Een tijd geleden kondigde Anouk Dubois, larper, Antwerpenaar, lief van Cody en een ongelofelijk wijs mens, aan dat ze een concert gaf als eindexamen aan de Jazz Studio. Grove was de titel, en ze speelde in het Fakkeltheater in Antwerpen.

Meteen een heel erg goeie reden om naar Antwerpen te gaan, naar dat concert te luisteren, en daarna af te zakken naar The Geeky Cauldron. Dat café kan je gerust mijn stamcafé noemen, voor zover ik dat zou hebben natuurlijk. Ik ga namelijk nooit op café, allez, toch niet meer sinds mijn studententijd toen ik praktisch in de Yucca woonde. Maar een stamcafé, dat is voor mij een plek waar je de eigenaars kent, waar je je thuis voelt, en waar je zo goed als altijd wel iemand kent als je binnenstapt. Check, check en check. Ook al is het dan in – of all places – Antwerpen.

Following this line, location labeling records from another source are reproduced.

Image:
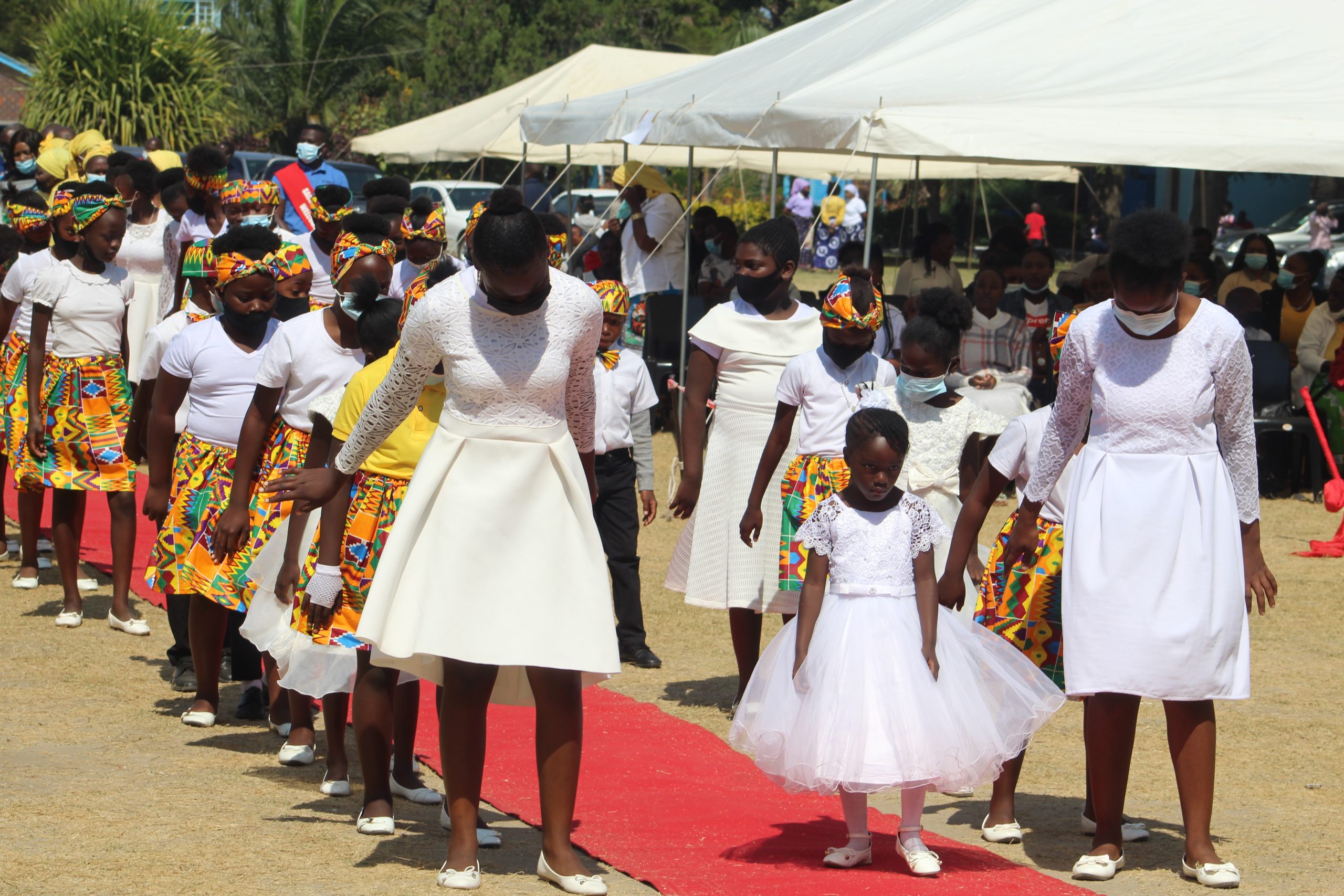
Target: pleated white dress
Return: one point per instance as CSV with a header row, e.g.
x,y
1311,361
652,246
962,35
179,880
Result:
x,y
494,556
865,712
710,563
1153,590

Ik had een ganse hoop volk verzameld, onder andere de Korda Boys, en Robbe en Jarne reden met mij mee. Geen idee waarom, maar ik lig blijkbaar goed in de markt bij twintigers tegenwoordig :-p

Het werd een stevig concert, knap gezongen en met nummers die er stonden. Ze begon met een aantal Nederlandstalige nummers, waaronder een heel mooi liefdeslied voor Cody. Ik heb er geen idee van of die eigenlijk zelfs in staat is te blozen, maar op dat moment kwam het er toch redelijk dicht bij.
Daarna ging ze verder in het Engels, vrij uiteenlopend, meestal vrij zacht. Eén nummer sprong eruit, en dat heeft ze dan ook nog eens als bisnummer hernomen. Een aanklacht tegen onrecht, oorlog en het wegkijken ervan, geschreven na een trip naar Belfast.

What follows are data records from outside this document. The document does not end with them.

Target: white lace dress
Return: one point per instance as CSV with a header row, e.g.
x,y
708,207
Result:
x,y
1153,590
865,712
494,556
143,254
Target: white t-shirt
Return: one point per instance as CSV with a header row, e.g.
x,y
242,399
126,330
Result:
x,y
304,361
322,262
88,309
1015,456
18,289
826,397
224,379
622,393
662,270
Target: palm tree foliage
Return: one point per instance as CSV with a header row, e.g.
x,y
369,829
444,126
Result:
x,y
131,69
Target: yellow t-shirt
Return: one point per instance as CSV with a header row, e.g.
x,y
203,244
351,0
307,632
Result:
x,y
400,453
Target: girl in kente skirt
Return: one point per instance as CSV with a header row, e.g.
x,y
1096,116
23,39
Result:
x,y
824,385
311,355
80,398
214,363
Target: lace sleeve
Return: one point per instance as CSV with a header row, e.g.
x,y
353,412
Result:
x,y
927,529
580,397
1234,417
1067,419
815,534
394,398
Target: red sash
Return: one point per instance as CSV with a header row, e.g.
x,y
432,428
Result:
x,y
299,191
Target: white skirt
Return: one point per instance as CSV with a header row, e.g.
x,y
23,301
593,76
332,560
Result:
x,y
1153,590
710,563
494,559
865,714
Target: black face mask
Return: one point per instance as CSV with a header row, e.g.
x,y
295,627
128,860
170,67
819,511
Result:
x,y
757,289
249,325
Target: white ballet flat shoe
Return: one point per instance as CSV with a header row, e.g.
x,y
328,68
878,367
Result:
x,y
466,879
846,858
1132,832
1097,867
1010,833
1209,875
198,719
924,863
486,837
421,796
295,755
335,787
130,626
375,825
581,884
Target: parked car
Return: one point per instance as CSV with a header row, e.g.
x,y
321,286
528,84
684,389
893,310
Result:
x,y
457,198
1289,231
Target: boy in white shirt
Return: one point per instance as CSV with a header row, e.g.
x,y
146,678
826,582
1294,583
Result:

Zoals gezegd trokken we daarna naar de Cauldron. Zo goed als iedereen ging te voet – het is dan ook maar een goeie tien minuten stappen – maar ik wist dat ik ’s nachts die wandeling niet meer ging zien zitten wegens rug kapot, en dat ik dus maar best naar de parkeergarage tegenover de Cauldron reed. Philip reed met mij mee, en als er blijkbaar een iemand is die Antwerpen kent, is hij het wel. Hij toonde me meteen een paar mooie plekjes en we pikten samen een cache op in de voetgangerstunnel waar ik nog nooit geweest was.

Meteen liet hij me ook de scenic route rijden waarbij ik een hele uitleg kreeg over de verschillende bezienswaardigheden, waardoor ik meteen besloot om deze zomer eens een ganse dag naar Antwerpen af te zakken met mijn fiets in de koffer, en dan samen met hem de stad te verkennen. Hij is de ideale stadsgids, zo blijkt, zeker als het op architectuur aankomt. Ik kijk er al gigantisch naar uit!

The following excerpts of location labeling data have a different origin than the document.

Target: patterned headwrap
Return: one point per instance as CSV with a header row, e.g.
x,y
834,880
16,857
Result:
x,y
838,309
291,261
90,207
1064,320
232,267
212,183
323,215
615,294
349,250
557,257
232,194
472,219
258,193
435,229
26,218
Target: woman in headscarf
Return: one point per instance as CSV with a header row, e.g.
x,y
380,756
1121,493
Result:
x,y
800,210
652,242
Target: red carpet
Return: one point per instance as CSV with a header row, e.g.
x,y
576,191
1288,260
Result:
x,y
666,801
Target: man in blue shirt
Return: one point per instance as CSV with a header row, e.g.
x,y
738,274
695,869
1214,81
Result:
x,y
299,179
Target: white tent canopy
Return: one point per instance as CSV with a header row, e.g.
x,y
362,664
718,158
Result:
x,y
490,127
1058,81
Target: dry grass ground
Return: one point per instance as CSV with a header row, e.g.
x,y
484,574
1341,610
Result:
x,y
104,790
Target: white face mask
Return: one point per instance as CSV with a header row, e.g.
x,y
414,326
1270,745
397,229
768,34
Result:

Een en ander zorgde ervoor dat we pas een hele tijd later in de Cauldron waren en sommigen al licht ongerust begonnen te worden. Echt, die gasten zijn zó ongelofelijk zorgzaam…
In de Cauldron werd er uiteraard vooral over larp gepraat, zoals altijd, en het grappige was dat Mathias zijn zo-goed-als-lief had meegebracht, maar nog met geen woord gerept had over het fenomeen larp. Ik heb het kind dan maar uitgelegd wat dat allemaal inhield, compleet met een paar foto’s, terwijl hij buiten eentje ging roken. Ze wist niet wat ze ervan moest denken…

Soit, al bij al was het tegen twee uur voor ik terug huiswaarts reed. Robbe was intussen al met Jesse meegereden, maar gelukkig had ik nog steeds Jarne om me wakker te houden op die lange en saaie E34.

Fijne avond, voorwaar, en ik verzeker u: van Anouk gaan we nog horen.